Industry: Don’t undermine FDA process

Thirty-eight industry groups on Tuesday asked Congress to avoid interfering in the U.S. Food and Drug Administration’s science-based process of approving human and animal drugs, devices and vaccines.

The recommendation comes nearly three weeks after 23 members of Congress (eight senators and 15 representatives) urged the FDA to abandon its approval process for genetically modified (GM) salmon as food, threatening to push legislation to strip the agency’s funding to study the fish if it fails to comply.

The legislators, who include Sens. Mark Begich and Lisa Murkowski, both of Alaska, are primarily from the coastal states of Alaska, Washington, Oregon and California. They are concerned about the potential negative effects of GM salmon, including the impact on wild salmon populations.

In a letter to Reps. John Boehner and Nancy Pelosi and Sens. Harry Reid and Mitch McConnell, the 38 industry groups said such legislation “would disrupt the FDA’s congressional mandate to base its assessments of human and animal drugs, devices, vaccines … on the best-available science. Such a disruption would diminish the credibility of the FDA approval process at home and overseas. The global reputation of FDA’s science-based review procedure is based on the agency’s objectivity.”

The groups clarified that they are not writing to support or oppose AquaBounty Technologies’ application. Last September, FDA scientists preliminary determined that the GM salmon developed by the Waltham, Mass., biotechnology firm, called AquAdvantage Salmon, is safe for human consumption, though an FDA advisory committee later determined that more research is needed. The salmon would become the first GM fish approved for human consumption.

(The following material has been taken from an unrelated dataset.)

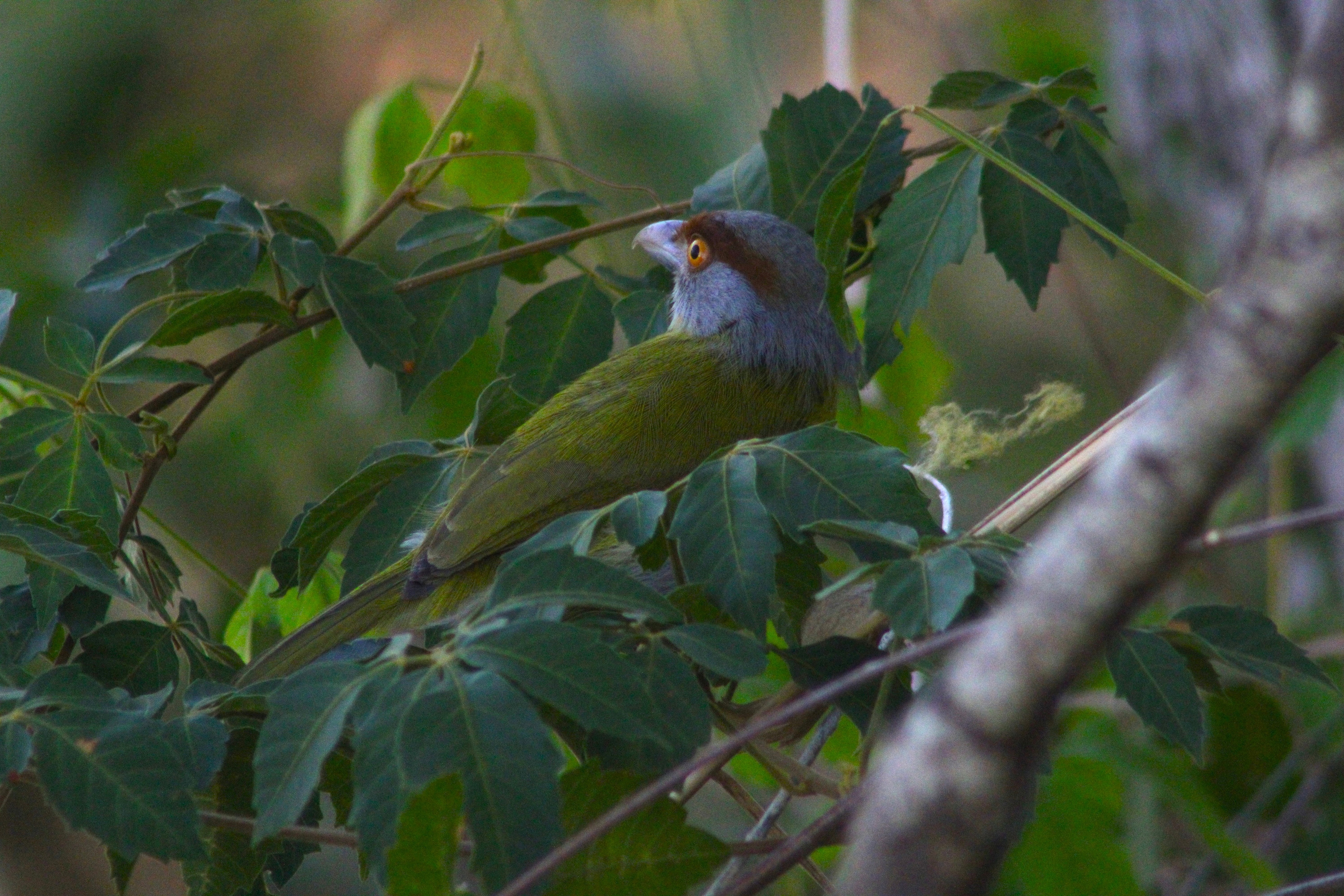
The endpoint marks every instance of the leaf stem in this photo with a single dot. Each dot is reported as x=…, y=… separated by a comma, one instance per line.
x=1049, y=193
x=201, y=558
x=38, y=386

The only seafood-specific groups among the 38 industry groups are the National Aquaculture Association and Catfish Famers of America. The Animal Health Institute, Biotechnology Industry Organization, National Cattlemen’s Beef Association, National Chicken Council and National Pork Producers Council also signed the letter.

The letter cited the testimony of Dr. Calestous Juma of Harvard’s Kennedy School of Government, who addressed the House Agriculture Committee’s Subcommittee on Rural Development, Research, Biotechnology and Foreign Agriculture on 23 June.

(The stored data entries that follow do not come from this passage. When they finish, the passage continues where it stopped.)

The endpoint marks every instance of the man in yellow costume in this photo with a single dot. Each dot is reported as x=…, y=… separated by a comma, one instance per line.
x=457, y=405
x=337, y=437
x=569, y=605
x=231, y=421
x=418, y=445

“It is not this particular fish that is at stake,” said Juma. “It is the principle behind the amendment and its wider ramifications. It sends the message to the rest of the world that the science-based regulatory oversight as embodied in the FDA review process is subject to political intervention. Furthermore, it signals to the world that the United States may cede its leadership position in the agricultural use of biotechnology.”

Following the legislators’ 15 July letter, Ronald Stotish, president And CEO Of AquaBounty, said he remains confident that other legislators will refrain from interfering in the 15-year scientific review by the FDA.

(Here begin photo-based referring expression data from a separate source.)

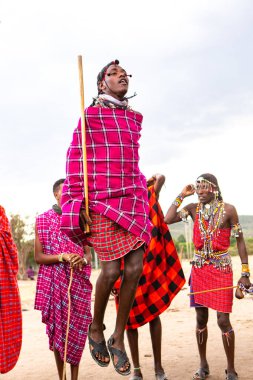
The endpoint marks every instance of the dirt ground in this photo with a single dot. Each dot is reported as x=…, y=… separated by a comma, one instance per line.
x=179, y=349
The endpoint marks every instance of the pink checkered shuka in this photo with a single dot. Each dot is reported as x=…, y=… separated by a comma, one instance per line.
x=52, y=291
x=117, y=188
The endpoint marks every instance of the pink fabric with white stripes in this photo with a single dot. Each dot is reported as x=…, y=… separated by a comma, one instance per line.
x=117, y=188
x=52, y=291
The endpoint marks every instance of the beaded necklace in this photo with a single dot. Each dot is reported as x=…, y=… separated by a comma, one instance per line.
x=209, y=217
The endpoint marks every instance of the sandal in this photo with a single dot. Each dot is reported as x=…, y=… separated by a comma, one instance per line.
x=161, y=376
x=201, y=373
x=231, y=375
x=122, y=358
x=98, y=348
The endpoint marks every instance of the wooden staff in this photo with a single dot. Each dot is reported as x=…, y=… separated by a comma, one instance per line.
x=67, y=329
x=85, y=175
x=212, y=290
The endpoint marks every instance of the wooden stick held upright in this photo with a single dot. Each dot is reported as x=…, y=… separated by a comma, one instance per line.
x=212, y=290
x=85, y=175
x=67, y=329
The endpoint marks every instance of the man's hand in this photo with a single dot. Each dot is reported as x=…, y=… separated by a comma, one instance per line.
x=245, y=281
x=188, y=190
x=84, y=220
x=75, y=260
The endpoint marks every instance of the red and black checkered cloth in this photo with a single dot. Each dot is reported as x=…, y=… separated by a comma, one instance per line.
x=162, y=276
x=10, y=308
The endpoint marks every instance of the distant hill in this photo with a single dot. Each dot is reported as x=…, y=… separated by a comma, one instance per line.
x=245, y=220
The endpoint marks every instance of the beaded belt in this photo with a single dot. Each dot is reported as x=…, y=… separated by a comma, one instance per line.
x=219, y=259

“The facts about the safety and the environmental benefits of the fish have been made fully public by the FDA,” he said. “It would be a dangerous precedent to react to a handful of legislators’ misinformed paranoia. The real waste of taxpayer dollars would be to abandon the important American principle of science-based regulation, responding instead to economic protectionist fears or subjective and emotional judgments. This is an issue greater than our application, an issue of American leadership in technology, innovation and science-based regulation.”